Charm their way out of the stewpot, that is.
They were most definitely roosters, though.
I’d been hoping against hope that my four kindergarten-hatched chicks would all be hens, but statistics won the day. My two little black ones seem to be hens (or incredibly feminine roosters), but the two white ones proved their manhood when I heard the first tentative crow from somewhere down in the chicken pen.
My husband and I initially debated about which of the two white ones it was; Paul thought it was the one who was starting to develop brown splotches, while I thought it was the one whose comb flopped over one eye like an avian beret.
We were both right.
The roosters weren’t too irritating at first, with their sporadic attempts to crow manfully. It was almost cute, how tentative they sounded. It ceased to be as cute when they began practicing their crows at 3 a.m., and all cuteness evaporated completely when they learned how to alternate crows and keep their cacophony continuous for up to an hour at a time. At 3 a.m. Or 3 p.m. Or midnight. Or whenever the Rooster Muse descended upon them.
They had to go.
This was clearly a job for the Amish Mafia.
And thus it was that, when I casually asked my elderly neighbor Emma if they could use the roosters and she said yes, a Hit was born.
I’d originally intended to capture the roosters myself and keep them in a separate enclosure until her husband Jonas could come for them, but my son Sage developed a sudden lust for bird-catching. I told him he could go over and ask Emma when Jonas would likely be available to come for them—I didn’t want to keep the pair confined for too long, lest they overheat and/or kill each other—but somehow the query came out as “Jonas needs to come get the roosters NOW.”
Emma, being the obliging soul she is, immediately sought out Jonas in his woodshop. He dropped what he was doing (not literally, fortunately) and strode briskly to our house to accomplish his mission.
His mission was not an easy one; although he caught one rooster fairly quickly and put it in the cardboard box I’d proffered, the other was as canny as he was obnoxious. He made a run for it.
Jonas tried his best to corner the fugitive, but the bird was eerily dexterous. He darted madly around the pen and, when Jonas almost had him, leapt super-fowl-like over the tall fence, leaving Jonas in the pen with a handful of feathers.
My dog Chaussette sensed that it was her time to shine. She took over the chase, and soon white bird and black dog were hurtling across the yard like a bi-colored comet.
Unfortunately for the rooster, his stamina was confined to his crowing abilities. He soon wore himself out and desperately sought refuge in some weeds, where Jonas—surprisingly agile for a white-bearded man in his seventies—crawled in and emerged with a feebly struggling bird.

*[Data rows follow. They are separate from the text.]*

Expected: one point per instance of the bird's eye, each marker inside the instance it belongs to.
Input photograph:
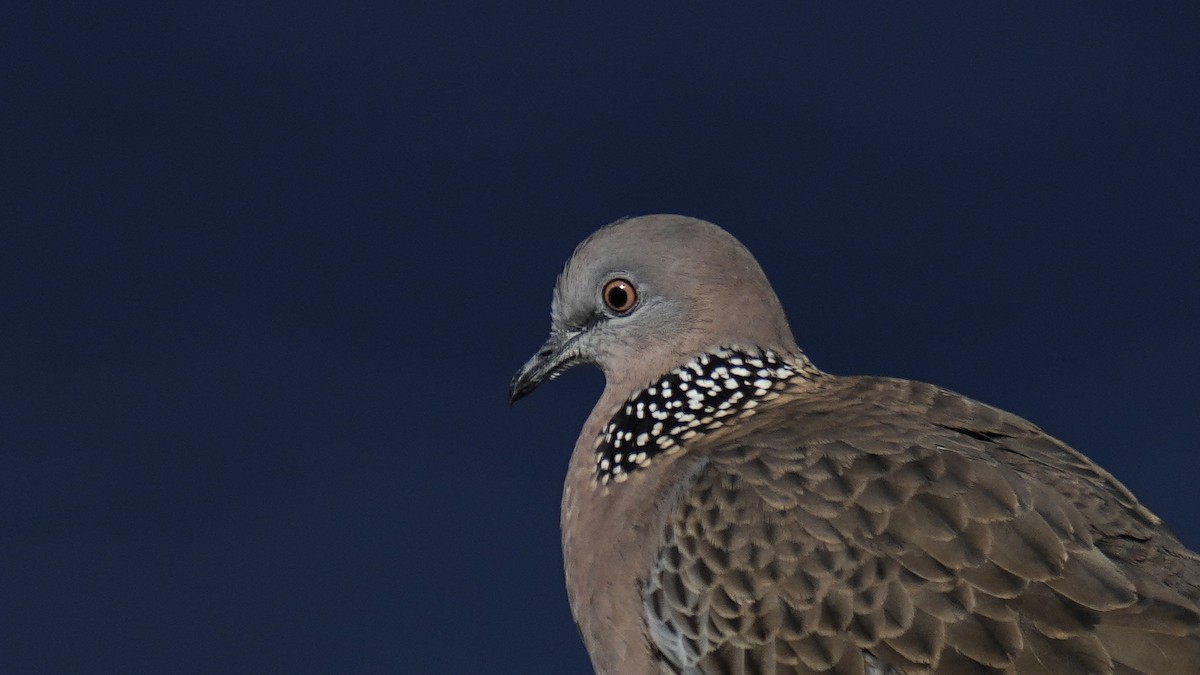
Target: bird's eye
(619, 296)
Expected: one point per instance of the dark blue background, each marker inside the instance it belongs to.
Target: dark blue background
(265, 273)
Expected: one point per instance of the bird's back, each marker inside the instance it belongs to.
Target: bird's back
(873, 525)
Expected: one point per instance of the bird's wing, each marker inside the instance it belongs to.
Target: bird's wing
(910, 531)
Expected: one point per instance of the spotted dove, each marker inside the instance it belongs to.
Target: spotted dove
(731, 508)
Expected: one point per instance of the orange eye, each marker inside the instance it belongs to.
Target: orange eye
(619, 294)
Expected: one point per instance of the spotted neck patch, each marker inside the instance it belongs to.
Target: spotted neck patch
(689, 400)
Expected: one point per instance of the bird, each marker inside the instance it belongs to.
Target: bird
(731, 508)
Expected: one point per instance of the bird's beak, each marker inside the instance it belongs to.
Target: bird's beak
(556, 356)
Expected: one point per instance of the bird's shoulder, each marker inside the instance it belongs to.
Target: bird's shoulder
(865, 519)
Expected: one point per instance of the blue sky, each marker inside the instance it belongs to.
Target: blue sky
(269, 269)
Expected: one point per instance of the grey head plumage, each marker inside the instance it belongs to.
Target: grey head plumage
(731, 508)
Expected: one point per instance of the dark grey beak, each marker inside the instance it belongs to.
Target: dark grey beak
(555, 357)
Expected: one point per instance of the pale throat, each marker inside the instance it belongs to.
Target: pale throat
(708, 392)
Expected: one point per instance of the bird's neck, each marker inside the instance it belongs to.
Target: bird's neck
(702, 394)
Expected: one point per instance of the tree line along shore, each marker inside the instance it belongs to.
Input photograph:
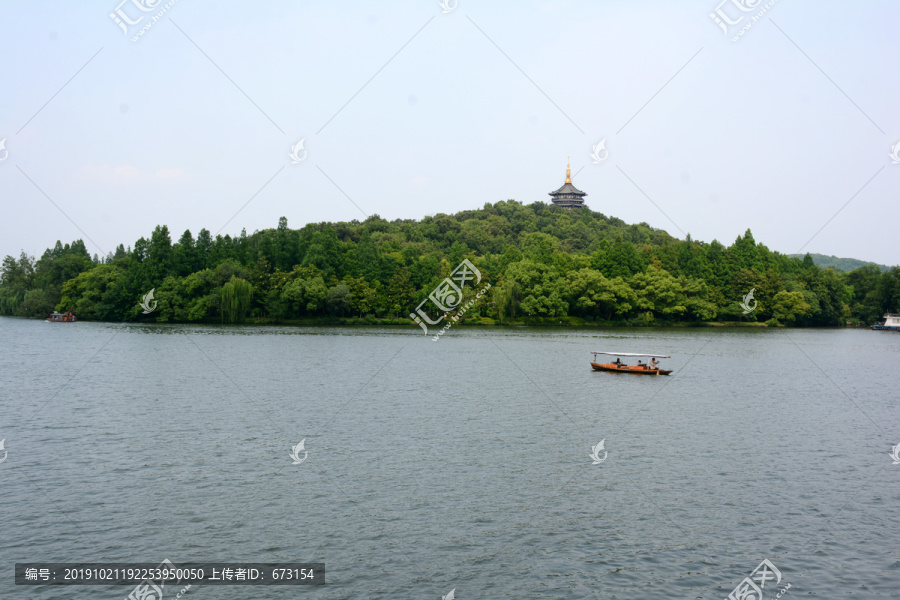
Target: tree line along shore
(545, 265)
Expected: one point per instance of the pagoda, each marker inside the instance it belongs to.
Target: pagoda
(568, 195)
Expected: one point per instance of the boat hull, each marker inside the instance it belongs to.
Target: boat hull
(634, 370)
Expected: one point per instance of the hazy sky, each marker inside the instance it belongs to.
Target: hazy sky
(407, 111)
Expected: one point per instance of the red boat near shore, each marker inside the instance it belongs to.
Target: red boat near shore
(620, 367)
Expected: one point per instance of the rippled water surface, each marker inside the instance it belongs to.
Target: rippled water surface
(461, 463)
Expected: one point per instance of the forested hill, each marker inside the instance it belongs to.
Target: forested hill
(840, 264)
(544, 264)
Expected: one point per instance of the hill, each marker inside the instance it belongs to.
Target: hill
(544, 264)
(840, 264)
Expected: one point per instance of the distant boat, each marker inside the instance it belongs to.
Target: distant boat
(620, 367)
(56, 317)
(891, 323)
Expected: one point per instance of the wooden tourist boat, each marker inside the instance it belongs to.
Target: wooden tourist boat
(891, 322)
(620, 367)
(56, 317)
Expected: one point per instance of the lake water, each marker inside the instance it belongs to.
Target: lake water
(459, 464)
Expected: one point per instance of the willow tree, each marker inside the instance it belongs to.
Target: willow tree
(236, 295)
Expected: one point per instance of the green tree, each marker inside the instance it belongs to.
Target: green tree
(235, 296)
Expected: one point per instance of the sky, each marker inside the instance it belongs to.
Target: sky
(413, 108)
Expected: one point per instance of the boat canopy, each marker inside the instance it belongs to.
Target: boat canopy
(632, 354)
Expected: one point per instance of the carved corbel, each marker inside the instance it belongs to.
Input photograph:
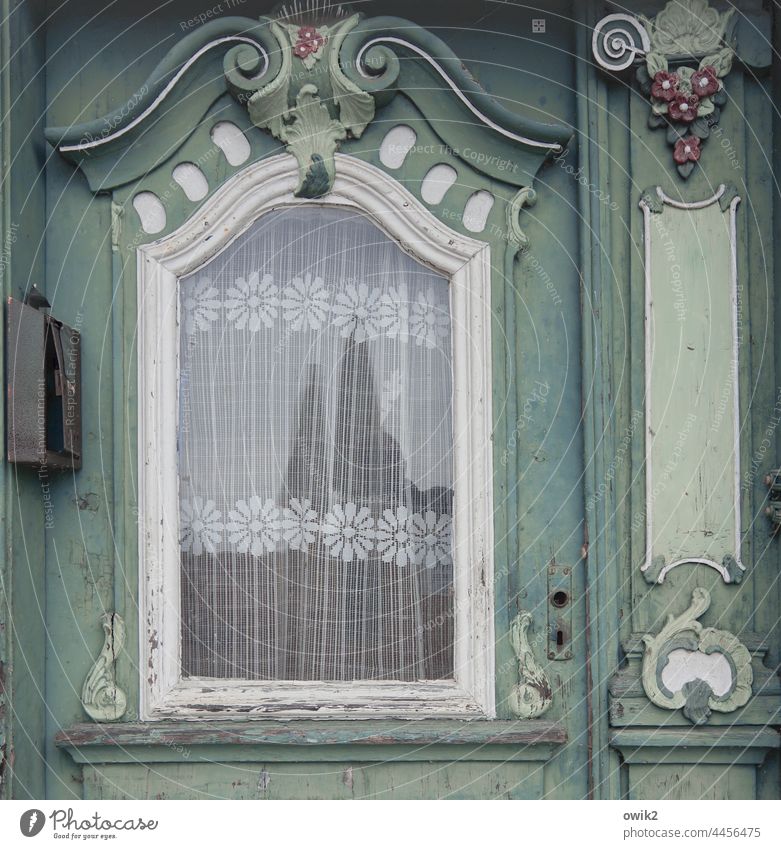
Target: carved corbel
(685, 100)
(101, 696)
(532, 695)
(694, 668)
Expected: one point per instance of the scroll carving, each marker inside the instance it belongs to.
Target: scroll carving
(101, 696)
(532, 695)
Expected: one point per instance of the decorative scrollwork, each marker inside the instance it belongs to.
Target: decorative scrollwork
(532, 695)
(697, 647)
(685, 100)
(618, 41)
(101, 697)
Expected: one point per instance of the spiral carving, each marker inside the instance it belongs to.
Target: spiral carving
(618, 41)
(249, 67)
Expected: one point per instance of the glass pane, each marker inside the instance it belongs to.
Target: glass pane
(315, 452)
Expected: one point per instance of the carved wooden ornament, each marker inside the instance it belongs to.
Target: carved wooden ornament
(685, 100)
(684, 643)
(101, 696)
(532, 695)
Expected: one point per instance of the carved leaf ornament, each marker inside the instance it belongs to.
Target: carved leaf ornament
(685, 101)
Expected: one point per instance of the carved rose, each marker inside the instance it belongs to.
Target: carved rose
(309, 41)
(684, 107)
(705, 82)
(687, 150)
(665, 86)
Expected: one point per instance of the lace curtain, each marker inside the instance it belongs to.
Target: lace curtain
(315, 451)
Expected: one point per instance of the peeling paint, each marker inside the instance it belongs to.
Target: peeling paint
(347, 777)
(264, 779)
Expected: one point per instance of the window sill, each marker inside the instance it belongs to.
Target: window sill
(356, 741)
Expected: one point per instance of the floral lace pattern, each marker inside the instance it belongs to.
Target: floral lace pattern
(358, 310)
(348, 531)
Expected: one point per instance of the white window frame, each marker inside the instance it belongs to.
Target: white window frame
(256, 190)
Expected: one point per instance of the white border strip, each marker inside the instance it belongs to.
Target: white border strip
(705, 561)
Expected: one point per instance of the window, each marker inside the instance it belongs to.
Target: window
(317, 413)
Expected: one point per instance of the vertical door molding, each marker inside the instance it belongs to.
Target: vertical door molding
(692, 393)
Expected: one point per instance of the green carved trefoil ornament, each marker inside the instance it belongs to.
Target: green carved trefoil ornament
(688, 647)
(310, 105)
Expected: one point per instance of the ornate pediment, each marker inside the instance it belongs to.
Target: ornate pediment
(312, 78)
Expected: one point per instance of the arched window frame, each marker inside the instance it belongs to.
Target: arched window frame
(258, 189)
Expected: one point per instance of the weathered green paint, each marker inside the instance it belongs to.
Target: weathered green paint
(548, 366)
(690, 406)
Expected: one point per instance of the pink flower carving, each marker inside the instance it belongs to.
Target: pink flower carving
(664, 86)
(687, 150)
(705, 82)
(684, 107)
(309, 41)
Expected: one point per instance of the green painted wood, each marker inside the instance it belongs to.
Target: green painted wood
(315, 780)
(583, 252)
(24, 508)
(301, 741)
(692, 382)
(692, 782)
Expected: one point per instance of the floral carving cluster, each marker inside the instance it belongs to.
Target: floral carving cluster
(347, 531)
(307, 303)
(308, 44)
(686, 101)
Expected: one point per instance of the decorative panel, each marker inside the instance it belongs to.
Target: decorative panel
(692, 394)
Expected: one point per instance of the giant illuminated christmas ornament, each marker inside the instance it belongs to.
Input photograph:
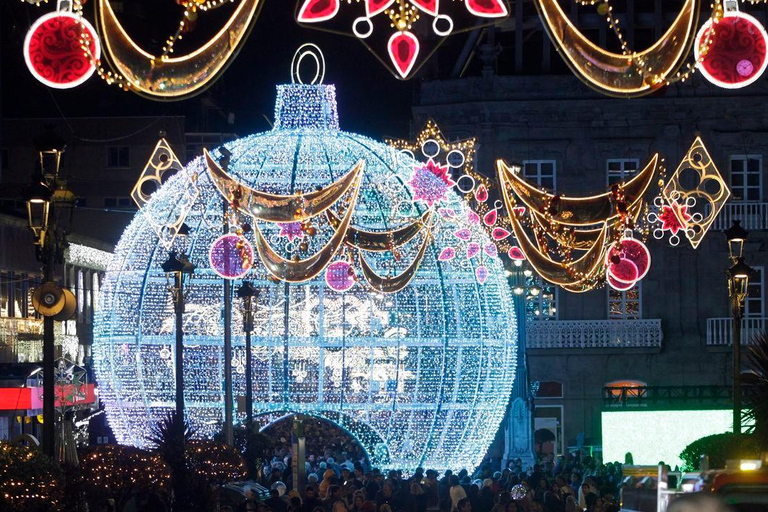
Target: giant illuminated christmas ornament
(53, 48)
(395, 30)
(579, 243)
(629, 73)
(420, 376)
(163, 75)
(737, 55)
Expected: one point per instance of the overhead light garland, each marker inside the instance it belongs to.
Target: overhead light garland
(631, 73)
(736, 55)
(393, 30)
(53, 50)
(580, 242)
(421, 377)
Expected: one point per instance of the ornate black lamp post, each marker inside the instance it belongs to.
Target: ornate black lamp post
(177, 266)
(49, 214)
(738, 287)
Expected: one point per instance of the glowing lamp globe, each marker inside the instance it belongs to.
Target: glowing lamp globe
(421, 377)
(53, 50)
(737, 55)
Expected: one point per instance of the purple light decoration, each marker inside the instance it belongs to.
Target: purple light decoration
(231, 256)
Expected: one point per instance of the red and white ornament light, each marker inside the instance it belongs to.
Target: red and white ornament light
(54, 51)
(627, 262)
(736, 49)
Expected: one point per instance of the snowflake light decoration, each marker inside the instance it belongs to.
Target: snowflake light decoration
(673, 217)
(430, 182)
(406, 48)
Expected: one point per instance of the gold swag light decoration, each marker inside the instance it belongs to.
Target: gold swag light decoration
(303, 207)
(563, 226)
(163, 77)
(628, 74)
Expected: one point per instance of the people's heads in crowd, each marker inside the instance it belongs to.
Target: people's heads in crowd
(464, 505)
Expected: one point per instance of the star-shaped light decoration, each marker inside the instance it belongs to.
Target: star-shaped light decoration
(430, 182)
(291, 230)
(671, 215)
(402, 34)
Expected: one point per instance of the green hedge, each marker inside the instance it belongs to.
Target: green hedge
(720, 448)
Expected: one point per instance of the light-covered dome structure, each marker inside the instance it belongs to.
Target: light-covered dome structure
(421, 377)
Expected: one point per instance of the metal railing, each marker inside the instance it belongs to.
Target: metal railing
(554, 334)
(720, 330)
(671, 397)
(753, 216)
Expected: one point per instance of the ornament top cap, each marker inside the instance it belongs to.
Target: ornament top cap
(306, 105)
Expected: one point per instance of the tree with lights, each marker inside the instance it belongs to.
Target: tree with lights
(170, 437)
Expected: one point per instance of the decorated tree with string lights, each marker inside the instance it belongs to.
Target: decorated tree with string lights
(29, 481)
(119, 473)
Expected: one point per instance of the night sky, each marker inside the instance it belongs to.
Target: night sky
(371, 100)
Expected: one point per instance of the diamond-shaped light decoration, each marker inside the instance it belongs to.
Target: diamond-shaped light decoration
(701, 205)
(165, 217)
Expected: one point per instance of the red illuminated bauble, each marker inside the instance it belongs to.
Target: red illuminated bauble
(738, 54)
(623, 271)
(618, 285)
(634, 251)
(53, 51)
(231, 256)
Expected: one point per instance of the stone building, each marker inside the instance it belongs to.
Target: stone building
(670, 337)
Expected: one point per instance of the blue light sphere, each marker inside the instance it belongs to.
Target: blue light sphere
(421, 377)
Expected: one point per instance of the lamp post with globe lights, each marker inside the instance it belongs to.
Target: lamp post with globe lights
(738, 288)
(50, 208)
(177, 266)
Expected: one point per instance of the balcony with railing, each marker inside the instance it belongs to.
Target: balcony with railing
(598, 334)
(753, 216)
(720, 330)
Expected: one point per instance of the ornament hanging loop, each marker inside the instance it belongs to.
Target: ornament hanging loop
(312, 51)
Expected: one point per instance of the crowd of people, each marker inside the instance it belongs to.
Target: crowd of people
(339, 479)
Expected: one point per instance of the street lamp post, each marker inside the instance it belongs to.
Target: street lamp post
(738, 286)
(178, 265)
(247, 292)
(49, 233)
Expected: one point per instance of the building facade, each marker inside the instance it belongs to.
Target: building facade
(674, 329)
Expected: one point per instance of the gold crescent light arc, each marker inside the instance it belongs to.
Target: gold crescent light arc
(306, 269)
(174, 78)
(398, 282)
(578, 211)
(380, 241)
(547, 268)
(616, 74)
(281, 208)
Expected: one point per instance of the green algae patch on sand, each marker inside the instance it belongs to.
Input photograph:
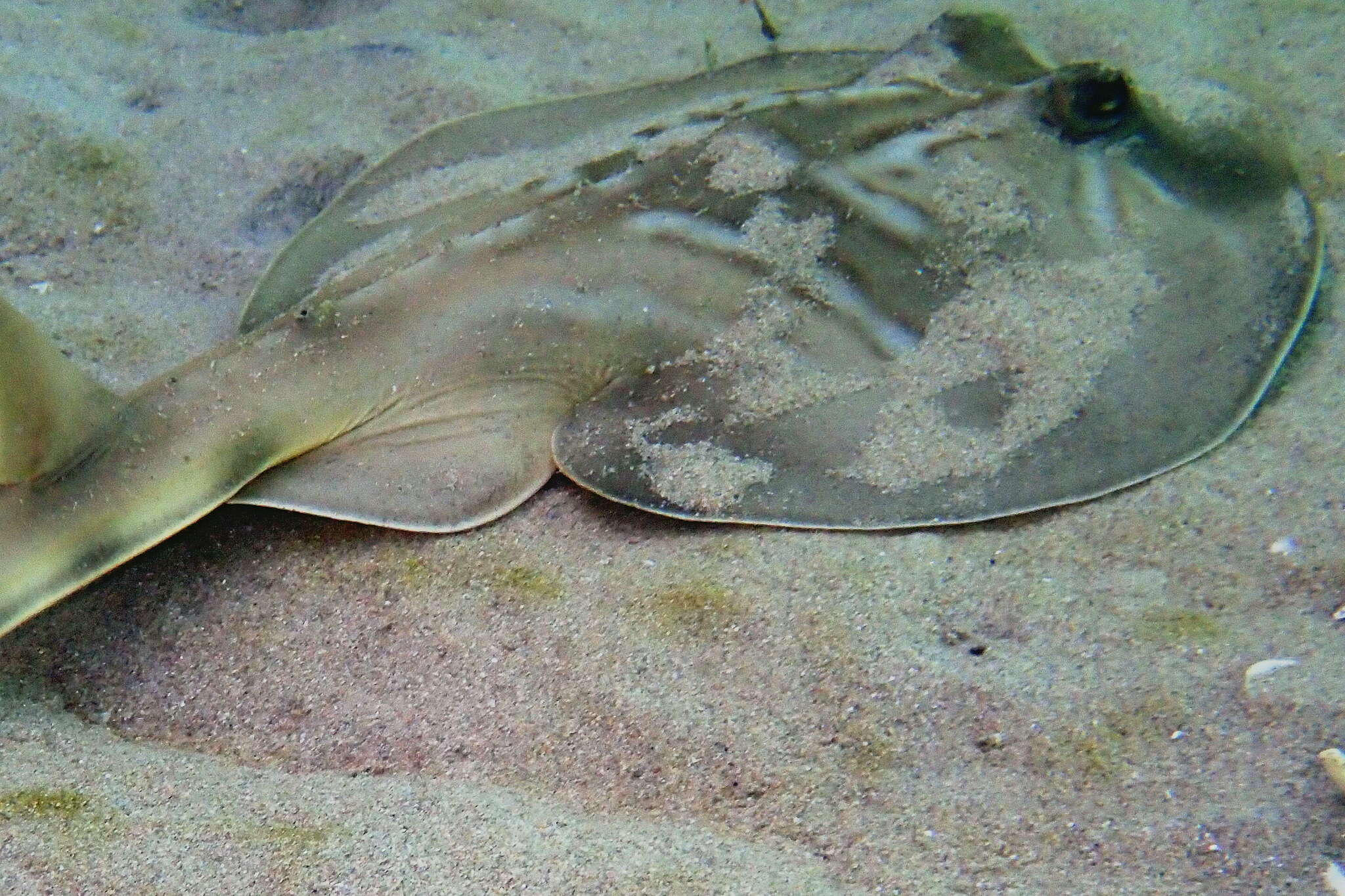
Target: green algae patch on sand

The rooster made a few moaning noises (which would have broken my heart with guilt had the creature not woken me up so often), but Jonas did a magical chicken-whisperer move, and the bird settled down. He rode docilely to his fate tucked under Jonas’s arm, while I followed with the box-bound bird.
I thanked Jonas profusely for his trouble, which he graciously insisted was none. To be honest, judging by the predatory gleam in his eye during the chase, I think he’d enjoyed himself as much as Chaussette had.
I didn’t actually witness the culmination of the Hit, but I can safely assume that the roosters are now sojourning in the Stewpot in the Sky.
The next day, Emma asked me if I’d like some meat from the birds, but I refused. The birds weren’t that big—there couldn’t have been much ON them—and Jonas had earned every scrap of what there was. “Besides,” I told her, “You have given me the greatest gift of all: The gift of silence. That’s worth all the rooster meat in the world.”
She wasn’t comfortable sending me home empty-handed, though, so she gave me two cucumbers and a giant tomato.
And the vegetables have been blessedly, blessedly quiet.